Latam deve ter um só programa de fidelidade

Mas, segundo presidente da TAM, no curto prazo nada muda para usuários

Michelly Chaves Teixeira, O Estado de S.Paulo

18 de agosto de 2010 | 00h00

Novos negócios. Para Bologna e Barroso, da TAM, o futuro da Multiplus pode estar na expansão internacional    

 

 

 

 

 

Os programas de fidelidade da TAM e da LAN não passarão por mudanças no curto prazo por conta da fusão entre as companhias aéreas, que resultou na Latam. Pelo menos até o negócio ser aprovado entre os acionistas das duas empresas e pelos órgãos reguladores, nada muda. Mas com o tempo o plano das novas parceiras é unir os dois programas e passar a oferecer uma única opção aos passageiros.

A LAN oferece aos cerca de 4 milhões de usuários o LANPass e faz parte do programa internacional de fidelidade Oneworld. Já a TAM tem o Programa Fidelidade, com 7,2 milhões de clientes, e integra a Star Alliance.

A TAM S.A. tem 73% da Multiplus, gestora do programa de fidelidade do grupo. Segundo a empresa brasileira, após o fim da transação, a Latam avaliará as melhores opções de aliança para o grupo.

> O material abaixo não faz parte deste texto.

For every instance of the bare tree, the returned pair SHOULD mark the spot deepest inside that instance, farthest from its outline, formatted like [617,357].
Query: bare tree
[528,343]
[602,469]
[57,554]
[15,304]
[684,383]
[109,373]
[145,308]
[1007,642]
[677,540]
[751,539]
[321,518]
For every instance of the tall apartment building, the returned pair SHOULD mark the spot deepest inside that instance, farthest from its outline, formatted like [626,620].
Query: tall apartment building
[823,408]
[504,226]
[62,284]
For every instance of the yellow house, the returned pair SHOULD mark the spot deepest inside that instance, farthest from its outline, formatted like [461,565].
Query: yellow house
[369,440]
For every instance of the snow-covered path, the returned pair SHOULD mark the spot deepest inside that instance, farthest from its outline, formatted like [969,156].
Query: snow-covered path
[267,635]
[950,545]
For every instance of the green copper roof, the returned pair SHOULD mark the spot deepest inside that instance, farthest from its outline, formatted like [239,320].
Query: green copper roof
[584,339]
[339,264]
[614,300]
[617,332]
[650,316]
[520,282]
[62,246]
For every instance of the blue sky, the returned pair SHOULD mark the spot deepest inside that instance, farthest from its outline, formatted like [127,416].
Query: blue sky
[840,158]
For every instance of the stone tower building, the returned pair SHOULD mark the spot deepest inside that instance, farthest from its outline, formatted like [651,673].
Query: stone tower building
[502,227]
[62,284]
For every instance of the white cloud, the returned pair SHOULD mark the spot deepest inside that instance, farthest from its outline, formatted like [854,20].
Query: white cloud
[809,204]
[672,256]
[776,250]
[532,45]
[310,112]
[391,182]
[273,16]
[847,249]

Os passageiros vão continuar a juntar pontos nos respectivos programas, mesmo aqueles que são donos de contas nas duas companhias aéreas. As empresas, no entanto, admitem que vão trabalhar para criar um programa único para os passageiros da Latam.

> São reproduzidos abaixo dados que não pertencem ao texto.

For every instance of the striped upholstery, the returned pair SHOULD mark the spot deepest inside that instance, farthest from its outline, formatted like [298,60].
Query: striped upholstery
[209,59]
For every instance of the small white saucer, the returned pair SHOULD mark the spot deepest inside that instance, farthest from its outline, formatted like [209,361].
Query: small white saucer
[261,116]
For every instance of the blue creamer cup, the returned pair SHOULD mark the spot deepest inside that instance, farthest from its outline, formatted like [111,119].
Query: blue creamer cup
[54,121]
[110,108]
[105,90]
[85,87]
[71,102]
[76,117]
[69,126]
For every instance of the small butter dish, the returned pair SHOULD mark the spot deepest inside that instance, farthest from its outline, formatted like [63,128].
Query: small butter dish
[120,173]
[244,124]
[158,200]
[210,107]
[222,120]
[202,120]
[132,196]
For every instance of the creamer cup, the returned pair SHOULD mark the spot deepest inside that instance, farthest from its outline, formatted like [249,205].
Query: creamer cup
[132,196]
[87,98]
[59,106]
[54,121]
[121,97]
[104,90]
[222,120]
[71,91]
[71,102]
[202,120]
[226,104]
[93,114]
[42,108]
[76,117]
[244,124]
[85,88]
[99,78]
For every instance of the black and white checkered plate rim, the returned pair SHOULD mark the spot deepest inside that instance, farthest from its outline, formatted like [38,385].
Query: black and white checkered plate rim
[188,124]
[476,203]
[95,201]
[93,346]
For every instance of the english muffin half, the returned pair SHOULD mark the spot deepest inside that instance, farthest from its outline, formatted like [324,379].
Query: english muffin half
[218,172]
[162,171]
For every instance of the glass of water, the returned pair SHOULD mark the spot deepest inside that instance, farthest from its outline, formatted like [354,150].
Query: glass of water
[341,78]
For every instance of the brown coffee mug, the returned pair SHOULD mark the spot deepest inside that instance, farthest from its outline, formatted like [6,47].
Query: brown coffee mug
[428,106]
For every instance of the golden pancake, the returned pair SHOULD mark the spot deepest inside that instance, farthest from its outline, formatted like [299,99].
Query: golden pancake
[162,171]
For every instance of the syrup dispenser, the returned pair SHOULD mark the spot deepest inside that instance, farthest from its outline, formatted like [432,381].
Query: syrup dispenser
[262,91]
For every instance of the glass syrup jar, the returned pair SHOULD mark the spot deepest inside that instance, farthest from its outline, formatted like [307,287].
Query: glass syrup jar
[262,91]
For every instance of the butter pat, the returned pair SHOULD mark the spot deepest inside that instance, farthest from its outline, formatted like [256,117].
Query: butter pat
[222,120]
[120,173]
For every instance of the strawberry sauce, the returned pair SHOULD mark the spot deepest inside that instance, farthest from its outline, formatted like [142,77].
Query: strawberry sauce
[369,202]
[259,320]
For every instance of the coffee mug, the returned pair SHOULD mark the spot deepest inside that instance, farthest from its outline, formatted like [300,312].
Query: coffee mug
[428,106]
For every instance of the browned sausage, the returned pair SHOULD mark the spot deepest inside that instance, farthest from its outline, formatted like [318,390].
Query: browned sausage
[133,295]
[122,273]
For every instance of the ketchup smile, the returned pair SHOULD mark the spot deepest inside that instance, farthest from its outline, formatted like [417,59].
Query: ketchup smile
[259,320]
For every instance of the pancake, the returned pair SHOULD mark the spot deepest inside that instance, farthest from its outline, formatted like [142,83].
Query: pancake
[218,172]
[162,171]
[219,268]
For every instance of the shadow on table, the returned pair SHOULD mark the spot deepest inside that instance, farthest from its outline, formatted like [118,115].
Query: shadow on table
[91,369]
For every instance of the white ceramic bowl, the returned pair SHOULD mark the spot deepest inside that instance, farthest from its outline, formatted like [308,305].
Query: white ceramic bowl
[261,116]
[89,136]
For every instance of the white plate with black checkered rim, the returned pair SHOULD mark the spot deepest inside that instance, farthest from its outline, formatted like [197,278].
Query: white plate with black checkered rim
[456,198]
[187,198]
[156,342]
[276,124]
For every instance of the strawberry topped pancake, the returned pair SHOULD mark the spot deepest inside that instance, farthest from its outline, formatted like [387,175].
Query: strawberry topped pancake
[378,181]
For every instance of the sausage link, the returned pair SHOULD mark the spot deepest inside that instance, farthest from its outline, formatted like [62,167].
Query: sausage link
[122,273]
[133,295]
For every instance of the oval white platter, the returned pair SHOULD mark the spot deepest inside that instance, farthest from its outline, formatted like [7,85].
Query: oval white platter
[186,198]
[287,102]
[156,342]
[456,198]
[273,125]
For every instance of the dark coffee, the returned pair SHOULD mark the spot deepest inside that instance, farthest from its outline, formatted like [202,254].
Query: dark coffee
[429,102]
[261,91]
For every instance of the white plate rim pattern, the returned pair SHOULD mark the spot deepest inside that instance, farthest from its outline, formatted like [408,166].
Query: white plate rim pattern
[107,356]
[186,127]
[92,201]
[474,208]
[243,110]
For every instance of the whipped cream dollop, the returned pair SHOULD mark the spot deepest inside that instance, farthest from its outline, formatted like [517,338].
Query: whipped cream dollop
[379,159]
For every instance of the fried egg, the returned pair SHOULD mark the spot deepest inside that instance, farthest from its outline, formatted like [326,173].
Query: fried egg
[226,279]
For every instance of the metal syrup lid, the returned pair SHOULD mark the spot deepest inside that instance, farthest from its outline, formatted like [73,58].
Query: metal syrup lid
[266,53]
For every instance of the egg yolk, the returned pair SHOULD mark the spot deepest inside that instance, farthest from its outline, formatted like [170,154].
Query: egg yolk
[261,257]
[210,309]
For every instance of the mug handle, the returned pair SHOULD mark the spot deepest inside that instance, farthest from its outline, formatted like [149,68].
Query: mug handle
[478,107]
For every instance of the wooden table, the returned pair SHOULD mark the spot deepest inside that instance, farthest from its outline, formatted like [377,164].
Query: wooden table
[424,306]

Longo prazo. "Não há nenhuma mudança no programa de fidelidade e a Multiplus segue pertencendo à TAM S.A. e como companhia aberta", afirmou Líbano Barroso, presidente da TAM. Ainda assim, Barroso disse que a união das empresas representa para a Multiplus uma oportunidade de expandir-se a todos os países onde a chilena opera.

"A TAM já tem cartões em parceria com o Itaú na América Latina e pontos de atendimento para programas de fidelidade em outros países da América do Sul. Ainda não temos números, mas sem dúvida é uma oportunidade para a Multiplus, que nasceu para ser um grande programa de milhagem na América Latina."

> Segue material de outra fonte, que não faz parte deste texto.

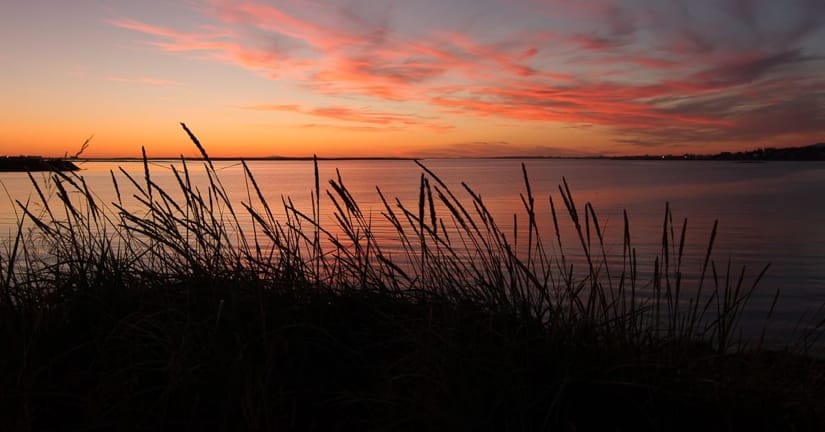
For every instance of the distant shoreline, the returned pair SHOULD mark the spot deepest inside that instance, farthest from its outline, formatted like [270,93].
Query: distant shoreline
[813,153]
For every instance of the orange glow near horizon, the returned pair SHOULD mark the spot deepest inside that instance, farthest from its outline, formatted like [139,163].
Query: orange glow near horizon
[258,78]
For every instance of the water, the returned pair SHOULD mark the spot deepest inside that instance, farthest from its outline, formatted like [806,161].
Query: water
[767,212]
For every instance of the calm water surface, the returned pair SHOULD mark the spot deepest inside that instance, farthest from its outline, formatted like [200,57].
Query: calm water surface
[767,212]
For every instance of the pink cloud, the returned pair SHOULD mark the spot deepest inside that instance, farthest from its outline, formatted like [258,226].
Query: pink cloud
[637,71]
[357,115]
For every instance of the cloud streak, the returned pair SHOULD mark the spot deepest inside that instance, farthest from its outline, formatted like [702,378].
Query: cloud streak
[705,71]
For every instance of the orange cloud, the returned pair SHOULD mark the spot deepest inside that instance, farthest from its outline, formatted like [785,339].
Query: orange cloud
[646,75]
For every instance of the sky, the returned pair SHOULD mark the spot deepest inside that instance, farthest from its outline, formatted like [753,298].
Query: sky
[423,78]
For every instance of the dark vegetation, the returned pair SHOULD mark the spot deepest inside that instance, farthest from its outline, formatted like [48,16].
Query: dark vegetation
[815,152]
[174,317]
[35,163]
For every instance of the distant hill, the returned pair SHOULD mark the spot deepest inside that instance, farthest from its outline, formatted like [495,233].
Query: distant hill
[814,152]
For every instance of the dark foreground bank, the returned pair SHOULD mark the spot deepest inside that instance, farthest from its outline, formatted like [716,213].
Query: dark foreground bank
[35,163]
[208,354]
[171,317]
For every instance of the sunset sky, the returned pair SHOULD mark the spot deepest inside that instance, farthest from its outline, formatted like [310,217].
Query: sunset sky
[410,78]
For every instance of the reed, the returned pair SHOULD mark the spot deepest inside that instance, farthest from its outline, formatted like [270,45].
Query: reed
[173,313]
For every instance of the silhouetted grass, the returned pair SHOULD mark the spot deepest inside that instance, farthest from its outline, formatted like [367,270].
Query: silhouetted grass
[178,316]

Mais opção de voos. Segundo Barroso, após a criação da Latam, prevista para ocorrer em até nove meses, os clientes das companhias terão mais possibilidades de voos, com menos tempo de conexão. "Também vão ter mais destinos na Europa, do lado do Pacífico, e estamos analisando outras possibilidades de voos, como para a África", destacou o presidente da TAM.

Como o negócio com a LAN se deu na esfera da TAM S.A., todas as suas subsidiárias entraram na transação. O mesmo vale para o centro de manutenção, reparos e revisões (MRO, na sigla em inglês), para a TAM Cargo, a TAM Mercorsur, a TAM Viagens e a Pantanal Linhas Aéreas. Só fica de fora do acerto com a LAN a TAM Aviação Executiva, controlada apenas pela família Amaro.

O presidente da TAM S.A., Marco Antonio Bologna, disse ontem na teleconferência com analistas que a Latam terá a mais ampla malha de cargas na América Latina e será a número um em transporte regular de passageiros na região, sendo a segunda em rotas aos Estados Unidos e Canadá.

"Seremos a primeira latino-americana com fôlego para competir no mercado global e a terceira maior aérea do mundo em valor de mercado (US$ 10,6 bilhões), sendo a maior com capital 100% privado", destacou.

PARA LEMBRAR

Na última sexta-feira, a TAM e a LAN anunciaram o plano de fusão das suas operações. A aprovação do negócio que criará a maior companhia aérea da América Latina está condicionada ao sinal verde dos acionistas e dos órgãos reguladores do Brasil e do Chile. Por enquanto as empresas estão em fase de due dilligence, em que uma analisa com profundidade os números da outra.

A LAN atende a cerca de 70 destinos e a TAM, incluindo os acordos comerciais, opera 106 rotas. Por conta da alta do valor das ações da TAM no dia do anúncio, a Comissão de Valores Mobiliários vai investigar se a informação sobre o negócio vazou.